Less than a year and a half ago, she launched a Web site,, and now e-mails a daily shopping tip to nearly 2,000 subscribers. Then, she landed a slot Thursdays on the Johnjay and Rich morning show on KRQ, where she raves about, for example, finding a $2,000 pair of Gucci boots for $250 at the Off Fifth/Saks Fifth Avenue outlet at Foothills Mall. And this weekend, she's launching a TV show, airing at 10 p.m. Sundays on KWBA, Channel 58.

"I think that I'm making Tucson a more beautiful place to live," she asserts by cell phone as she pulls into the parking lot at La Encantada. "Also, a lot of people are like, 'There's no shopping in Tucson.' But I went to the Grammys, and, omigosh, Martina McBride was wearing the same dress I was wearing, and I bought mine in Tucson at Pour Moi."

Saldate-Auld, 41, has been consumed with fashion and shopping since she was a kid. When she was 18, her father handed her a credit card, and she spent $900 the first day. More recently, her husband of two years, Scottish-born financial analyst and soccer nut Allan Auld, may have had second thoughts about the marriage. "After we got the first couple of credit card bills," admits Saldate-Auld, "he was like, 'Yvonne, how much money did you think I made when you married me?' You don't see the money going on a credit card, so it's easy to overspend. But you can shop responsibly. I'm working on it, and I think I'm doing a better and better job every day. And so I like to help people be fashionable at all price ranges."

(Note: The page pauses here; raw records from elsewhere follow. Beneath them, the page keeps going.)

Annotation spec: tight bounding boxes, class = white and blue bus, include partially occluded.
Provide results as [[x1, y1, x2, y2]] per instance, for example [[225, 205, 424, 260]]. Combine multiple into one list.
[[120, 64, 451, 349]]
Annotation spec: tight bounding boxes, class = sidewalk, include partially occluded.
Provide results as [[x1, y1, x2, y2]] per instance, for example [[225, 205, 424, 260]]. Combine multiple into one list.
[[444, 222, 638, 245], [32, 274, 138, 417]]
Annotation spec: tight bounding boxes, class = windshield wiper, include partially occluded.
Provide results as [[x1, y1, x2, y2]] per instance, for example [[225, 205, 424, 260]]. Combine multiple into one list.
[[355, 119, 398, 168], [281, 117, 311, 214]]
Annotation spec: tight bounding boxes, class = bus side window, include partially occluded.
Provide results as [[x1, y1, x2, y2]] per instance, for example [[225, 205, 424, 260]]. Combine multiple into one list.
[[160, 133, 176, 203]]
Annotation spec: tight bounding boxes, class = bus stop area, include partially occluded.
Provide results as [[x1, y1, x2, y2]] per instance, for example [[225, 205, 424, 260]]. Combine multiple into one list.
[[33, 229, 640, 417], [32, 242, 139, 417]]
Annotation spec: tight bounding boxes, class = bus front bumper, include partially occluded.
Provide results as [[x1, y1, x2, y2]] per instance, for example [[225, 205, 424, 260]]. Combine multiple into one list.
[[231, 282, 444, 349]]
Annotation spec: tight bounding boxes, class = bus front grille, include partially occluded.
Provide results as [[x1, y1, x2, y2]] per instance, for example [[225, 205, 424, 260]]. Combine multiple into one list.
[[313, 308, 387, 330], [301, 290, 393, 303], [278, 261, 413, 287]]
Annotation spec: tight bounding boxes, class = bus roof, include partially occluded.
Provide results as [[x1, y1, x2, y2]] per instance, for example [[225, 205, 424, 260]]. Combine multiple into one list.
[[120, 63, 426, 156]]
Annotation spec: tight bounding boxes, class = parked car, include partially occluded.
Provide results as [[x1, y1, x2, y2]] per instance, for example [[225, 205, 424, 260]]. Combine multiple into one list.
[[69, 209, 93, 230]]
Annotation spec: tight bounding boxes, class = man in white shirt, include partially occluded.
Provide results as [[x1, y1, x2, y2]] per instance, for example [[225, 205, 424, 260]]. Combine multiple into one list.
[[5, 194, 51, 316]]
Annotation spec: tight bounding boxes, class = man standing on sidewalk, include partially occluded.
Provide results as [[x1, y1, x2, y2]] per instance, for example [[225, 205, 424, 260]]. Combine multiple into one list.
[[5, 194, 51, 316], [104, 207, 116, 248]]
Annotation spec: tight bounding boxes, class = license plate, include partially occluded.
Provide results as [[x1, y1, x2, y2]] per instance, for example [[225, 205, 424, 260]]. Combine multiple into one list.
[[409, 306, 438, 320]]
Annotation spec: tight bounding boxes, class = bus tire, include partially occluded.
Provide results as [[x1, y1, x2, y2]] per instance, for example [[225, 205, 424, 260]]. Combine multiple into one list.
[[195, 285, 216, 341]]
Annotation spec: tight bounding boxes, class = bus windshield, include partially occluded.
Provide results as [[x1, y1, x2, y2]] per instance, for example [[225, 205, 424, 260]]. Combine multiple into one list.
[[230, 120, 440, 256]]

In her show on the local WB outlet, Saldate-Auld will tour local boutiques, looking at what's in at a variety of price points. As on her Web site and radio appearances, she'll be dealing with more than women's clothes; she promises, for example, to call attention to some dessert she's found at a local restaurant, a great place to work out, even a good day care center (that used to be her line of work; now, she says, "Sweetie, shopping is my day job"). She also promises on-air giveaways, which she already does on KRQ. And, of course, she'll recommend cool places to show off your wardrobe. How great is that?

She says she gets her fashion-trend info from a variety of sources, not just by reading every fashion magazine in existence (which she claims to do). "One of the best tellers of trends is the Wall Street Journal," she says. "I've been able to foresee so many trends because of what businesses are opening up or closing down." Who knew?

Tucson Fashionista is only the beginning. She's negotiating to move the concept into Las Vegas and Hollywood. "My goal," she says, "is to be like the Martha Stewart of fashion."